To keep teams engaged, positive and productive through this challenging change period, growth leaders will need to build on recent lessons learned – and retain a tight focus on three key areas.

  1. Put employee wellbeing first

Many team leaders had to work hard to ensure their people had the equipment and connectivity needed to successfully work from home. After which they had to initiate new management approaches to address the challenges of social isolation, stress, and time management that home workers faced.

Giving people time to adjust and showing empathy as employees tried to balance remote work with the challenges of home schooling and dealing with how families and friends were affected by the coronavirus proved the most important thing that leaders could do.

Many firms utilised open surveys and forums to capture how people felt about working from home and to identify what would help make their lives easier.

Those that offered remote counselling services and access to online resources – like mindfulness and yoga programmes that helped people nurture their own mental and physical health – discovered employee wellbeing was the key to enabling a productive and engaged remote workforce that could not only do more work, but work better.
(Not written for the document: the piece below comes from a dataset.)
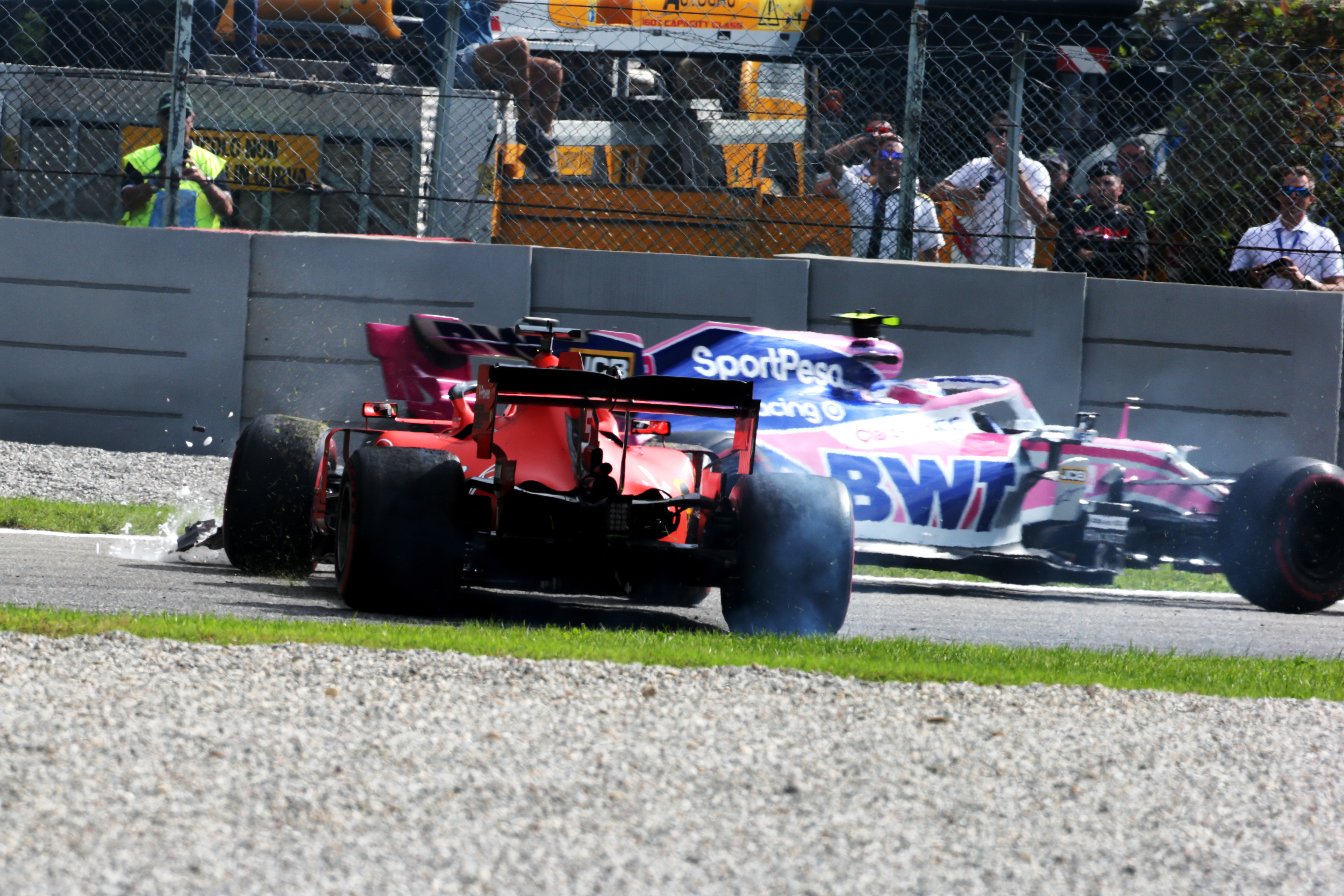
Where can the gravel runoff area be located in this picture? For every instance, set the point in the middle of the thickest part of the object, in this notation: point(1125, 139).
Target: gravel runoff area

Training and supporting people for the future adjustments on the horizon will ensure that productivity can be maintained through any new upcoming changes – and transparent communication on what the new normal will look like will be key.

  1. Get to grips with the ‘fear of return’

Having adjusted fast to the remote way of working, many people will be concerned about the so-called return to normal. For them, the realities of their working day now feature regular video meetings, frequent check ‘ins’ from team leaders, and an organisational culture in which enhanced collaboration, communication and transparency are the order of the day. It’s a transformation they will be unwilling to relinquish.

As companies move ahead with shaping how business will operate in the future, team leaders will need to work hard to enable the open change-ready mindset that people will need. Achieving this will require close and frequent consultations with the collective team and individual team members to identify their trepidations and ambitions, and capture where they believe opportunities for the team lie.

For many growth leaders, the recent crisis has accelerated a massive increase in communication and listening programmes designed to improve the employee experience. Going forward, team leaders should leverage these to identify where additional coaching and support will be needed to help their people progress as the business shifts.

In many cases, remote working may become a permanent model for a number of teams across the business. This long-term reconfiguration of the workplace will have profound implications for people and the way they perform their roles, so team leaders will need to re-assess how they enable how and where work gets done and how work outcomes are measured.

  1. Build a strong and inclusive culture

High performing teams have a feeling of connectedness, belonging and inclusion. For many companies, the recent crisis has helped stimulate a new collective thinking culture, where the emphasis has shifted from individual performance to recognising wider team and organisational achievements.

When it comes to enabling a high performing workforce, it comes as no surprise that employees who rate their workplace positively are most likely to feel they are being treated fairly by their peers and feel listened to. Those leaders that worked hard to keep people connected to the wider organisation during lockdown measures generated impressive levels of engagement as employees buckled down.

The most inspirational leaders also adopted an experiment, evaluate, and implement approach to new practices in a bid to discover how best to engage and support their teams to be productive. Staying calm and collected through the crisis, they applied a methodical decision-making process to ensure they made the right decisions that would ultimately define long-term success for their people and the wider organisation, rallying teams around the chosen way forward.

As organisations prepare for the ‘new normal’, building on these foundations will help deliver outstanding business performance and ensure employees are aligned around the direction of whatever future transformation is on the horizon.